Appena ho saputo dell’incontro con l’autore Giovanni Grasso – che si può dire impersonifichi la comunicazione del nostro Capo di Stato – e conoscendo il romanzo, ho pensato a come la realtà sia cambiata e come sia rimasta identica a quel periodo, sotto certi aspetti. E sarà stato lo spirito rivoluzionario che ancora continua un po’ a fermentare a 25 anni per giovani leve (si spera) come me, ho pensato a come la libertà di manifestazione del pensiero nella nostra società sia fortemente influenzata dal mezzo attraverso cui comunichiamo maggiormente. E questa libertà come ci fa sentire? Siamo consapevoli del potere e delle responsabilità che derivano da quell’arnese che abbiamo sempre con noi? Quante libertà ci siamo presi e ci prendiamo grazie ai mezzi di comunicazione? Ma soprattutto come le istituzioni si sono adattate ai cambiamenti della loro comunità? A questo mi ha risposto proprio il portavoce del Capo (dello Stato) “La comunicazione è un settore in continua evoluzione, naturalmente le evoluzioni risultano sempre più ravvicinate e spesso rivoluzionanti. Chi fa comunicazione deve riuscire a stare al passo con le grandi novità, e le istituzioni devono saper convivere con i tempi veloci e rispondere alle esigenze della comunità. Soprattutto non è sempre essere presente su una piattaforma, ma come utilizzarla, come saper entrare nel meccanismo informativo. È un lavoro ed un processo al quale tutti siamo – volenti o nolenti – chiamati.”
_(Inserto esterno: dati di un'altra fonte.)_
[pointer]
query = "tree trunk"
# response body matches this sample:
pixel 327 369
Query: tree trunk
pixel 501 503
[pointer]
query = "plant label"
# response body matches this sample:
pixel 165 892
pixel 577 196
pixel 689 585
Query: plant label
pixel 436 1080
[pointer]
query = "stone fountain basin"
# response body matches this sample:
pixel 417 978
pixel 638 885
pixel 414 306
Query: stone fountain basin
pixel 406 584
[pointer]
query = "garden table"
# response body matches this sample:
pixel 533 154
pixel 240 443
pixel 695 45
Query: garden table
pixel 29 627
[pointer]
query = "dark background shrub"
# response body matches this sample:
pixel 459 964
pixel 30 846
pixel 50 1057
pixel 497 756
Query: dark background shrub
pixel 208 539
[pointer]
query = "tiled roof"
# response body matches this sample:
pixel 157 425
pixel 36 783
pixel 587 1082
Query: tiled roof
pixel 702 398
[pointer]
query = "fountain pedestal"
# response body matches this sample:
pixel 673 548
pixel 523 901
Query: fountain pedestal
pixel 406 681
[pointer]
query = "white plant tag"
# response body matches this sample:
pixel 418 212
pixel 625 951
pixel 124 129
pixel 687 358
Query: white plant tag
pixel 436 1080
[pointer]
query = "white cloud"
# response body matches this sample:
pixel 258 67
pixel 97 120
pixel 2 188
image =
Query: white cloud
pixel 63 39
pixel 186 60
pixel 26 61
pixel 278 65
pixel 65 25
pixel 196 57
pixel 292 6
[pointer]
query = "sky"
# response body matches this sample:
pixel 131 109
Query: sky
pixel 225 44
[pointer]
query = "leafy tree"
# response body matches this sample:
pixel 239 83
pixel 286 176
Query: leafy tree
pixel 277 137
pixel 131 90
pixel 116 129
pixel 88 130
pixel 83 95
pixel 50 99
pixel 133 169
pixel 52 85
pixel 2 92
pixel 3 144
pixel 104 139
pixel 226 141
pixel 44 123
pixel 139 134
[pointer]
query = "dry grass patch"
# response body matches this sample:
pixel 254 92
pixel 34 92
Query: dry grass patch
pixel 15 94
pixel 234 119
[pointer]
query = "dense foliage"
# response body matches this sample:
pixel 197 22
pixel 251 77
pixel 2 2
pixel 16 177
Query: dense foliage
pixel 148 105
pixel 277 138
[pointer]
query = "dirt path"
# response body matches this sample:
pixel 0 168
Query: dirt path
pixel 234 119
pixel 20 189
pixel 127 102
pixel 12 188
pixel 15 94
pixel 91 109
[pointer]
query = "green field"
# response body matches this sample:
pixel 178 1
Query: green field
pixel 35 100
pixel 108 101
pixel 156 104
Sì, ma il pluralismo informativo?
La figura del giornalista, in questa rivoluzione comunicativa, si ritrova a fare il funambolo, tra rispettare la deontologia della professione, interessando il lettore e la necessità di campare rispondendo alle incertezze circolanti. Allora mi sono chiesta come il mondo della comunicazione in Italia sia stato tutelato (più di altri Paesi, ricordo che siamo tra i pochi ad avere un ordine professionale) ma allo stesso tempo dimenticato, soprattutto quando la concentrazione economica ha un peso che supera il diritto costituzionalizzato della libertà di stampa quanto margine rimane al pluralismo informativo. Qui mi risponde Antonio Ivan Bellantoni, giornalista e portavoce parlamentare che ha curato e condotto l’incontro “Tutti coloro che lavorano nella comunicazione a livello istituzionale hanno bene in testa che la realtà non contempla in Italia un concetto di pluralismo normale, anche di meritocrazia. Stentiamo a renderlo concreto. Siamo l’unico paese in cui la tecnica di informazione è inquinata dalla costante ricerca del potere, e di sottostare al potere senza la reale necessità: siamo in democrazia e non in dittatura, non abbiamo motivo di andare dietro i politici, eppure. Questo meccanismo distrugge il pluralismo informativo, la possibilità economica dei giornalisti, e purtroppo se ci trasferiamo nell’aspetto commerciale dell’informazione, lì valgono i numeri: le aziende editoriali per sopravvivere devono seguire gli azionisti più forti ed il loro volere. Succede spesso che per la presenza di tale azionista una notizia che lo riguarda non può essere pubblicata. E così si rimane impantanati. È necessaria una regolazione del pluralismo, soprattutto rispettando le politiche europee sulla concorrenza. Allora lì, in quel momento, potremo ritrovare l’equilibrio”.
E se un gesto come quello di De Bosis diventa leggenda, per noi è ancora avanguardia.